No process actually uses all 2⁶⁴ bytes of its address space. In fact, the vast majority of processes use a miniscule fraction of what they otherwise think they own.

Lecture 04: System Calls

The code segment stores all of the assembly code instructions speciﬁc to your process. The address of the currently executing instruction is stored in the %rip register, and that address is typically drawn from the range of addresses managed by the code segment.
The data segment intentionally rests directly on top of the code segment, and it houses all of the explicitly initialized global variables that can be modiﬁed by the program.
The heap is a software-managed segment used to support the implementation of malloc, realloc, free, and their C++ equivalents. It's initially very small, but grows as needed for processes requiring a good amount of dynamically allocated memory.
The user stack segment provides the memory needed to manage user function call and return along with the scratch space needed by function parameters and local variables.

Lecture 04: System Calls

There are other relevant segments that haven't been called out in prior classes—at least not in CS107 here (although some are covered in CS107E).
The rodata segment also stores global variables, but only those which are immutable—i.e. constants. As the runtime isn't supposed to change anything read-only, the segment housing constants can be protected so any attempts to modify it are blocked by the OS.
The bss segment houses the uninitialized global variables, which are defaulted to be zero (one of the few situations where pure C provides default values).
The shared library segment links to shared libraries like libc and libstdc++ with code for routines like C's printf, C's malloc, or C++'s getline. Shared libraries get their own segment so all processes can trampoline through some glue code—that is, the minimum amount of code necessary—to jump into the one copy of the library code that exists for all processes.

Lecture 04: System Calls

The user stack maintains a collection of stack frames for the trail of currently executing user functions.
64-bit process runtimes rely on %rsp to track the address boundary between the in-use portion of the user stack and the portion that's on deck to be used should the currently executing function invoke a subroutine.
The x86 64 runtime relies on callq and retq instructions for user function call and return.

The ﬁrst six parameters are passed through %rdi, %rsi, %rdx, %rcx, %r8, and %r9. The stack frame is used as general storage for partial results that need to be stored somewhere other than a register (e.g. a seventh incoming parameter)

Lecture 04: System Calls

The user function call and return protocol, however, does little to encapsulate and privatize the memory used by a function.
Consider, for instance, the execution of loadFiles as per the diagram below. Because loadFiles's stack frame is directly below that of its caller, it can use pointer arithmetic to advance beyond its frame and examine—or even update—the stack frame above it.
After loadFiles returns, main could use pointer arithmetic to descend into the ghost of loadFiles's stack frame and access data loadFiles never intended to expose.
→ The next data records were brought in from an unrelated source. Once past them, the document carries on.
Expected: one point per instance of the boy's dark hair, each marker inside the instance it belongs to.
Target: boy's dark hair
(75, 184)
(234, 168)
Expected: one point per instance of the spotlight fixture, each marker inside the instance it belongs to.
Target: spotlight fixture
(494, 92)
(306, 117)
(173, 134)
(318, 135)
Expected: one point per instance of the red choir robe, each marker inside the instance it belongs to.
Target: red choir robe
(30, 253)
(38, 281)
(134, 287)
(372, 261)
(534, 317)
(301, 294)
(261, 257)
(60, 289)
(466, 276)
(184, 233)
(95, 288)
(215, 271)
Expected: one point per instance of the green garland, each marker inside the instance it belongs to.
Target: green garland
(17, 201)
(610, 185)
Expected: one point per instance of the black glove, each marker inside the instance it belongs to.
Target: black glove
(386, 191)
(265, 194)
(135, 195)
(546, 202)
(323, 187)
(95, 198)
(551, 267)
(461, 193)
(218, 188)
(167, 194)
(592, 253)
Functions are supposed to be modular, but the function call and return protocol's support for modularity and privacy is pretty soft.

Lecture 04: System Calls

System calls like open and stat need access to OS implementation detail that should not be exposed or otherwise accessible to the user program.
That means the activation records for system calls need to be stored in a region of memory that users can't touch, and the system call implementations need to be executed in a privileged, superuser mode so that it has access to information and resources that traditional functions shouldn't have.
The upper half of a process's address space is kernel space, and none of it is visible to traditional user code.
Housed within kernel space is a kernel stack segment, itself used to organize stack frames for system calls.
callq is used for user function call, but callq would dereference a function pointer we're not permitted to dereference, since it resides in kernel space.
We need a diﬀerent call and return model for system calls—one that doesn't rely on callq.

Lecture 04: System Calls

The relevant opcode is placed in %rax. Each system call has its own opcode (e.g. 0 for read, 1 for write, 2 for open, 3 for close, 4 for stat, and so forth).
The system call arguments—there are at most 6—are evaluated and placed in %rdi, %rsi, %rdx, %r10, %r8, and %r9. Note the fourth parameter is %r10, not %rcx.
The system issues a software interrupt (otherwise known as a trap) by executing syscall, which prompts an interrupt handler to execute in superuser mode.
The interrupt handler builds a frame in the kernel stack, executes the relevant code, places any return value in %rax, and then executes iretq to return from the interrupt handler, revert from superuser mode, and execute the instruction following the syscall.
If %rax is negative, errno is set to abs(%rax) and %rax is updated to contain a -1. If %rax is nonnegative, it's left as is. The value in is %rax then extracted by the caller as any return value would be.

Lecture 04: System Calls

System Calls Summary
- We use system calls because we don't want user code to have access to sensitive parts of the system, such as raw hardware or networking.
- It isn't possible to restrict access through the normal call/return stack-framed-based function calling procedure.
  - A program can modify any data it has access to, and a program's entire stack is completely accessible to the program.
  - If the OS let a use program muck around with hardware, shared data structures (e.g., the open file table), or other sensitive information, this would be a security nightmare.
- A system call uses an interrupt to transfer control to the OS kernel. The user can only call a set of well-defined system calls, and there is little room for a security breach.
- Once the kernel is running a system call, it is in complete control of the system, and can access the necessary resources to fulfill the system call's needs.
- After a system call, the kernel returns control to the user program.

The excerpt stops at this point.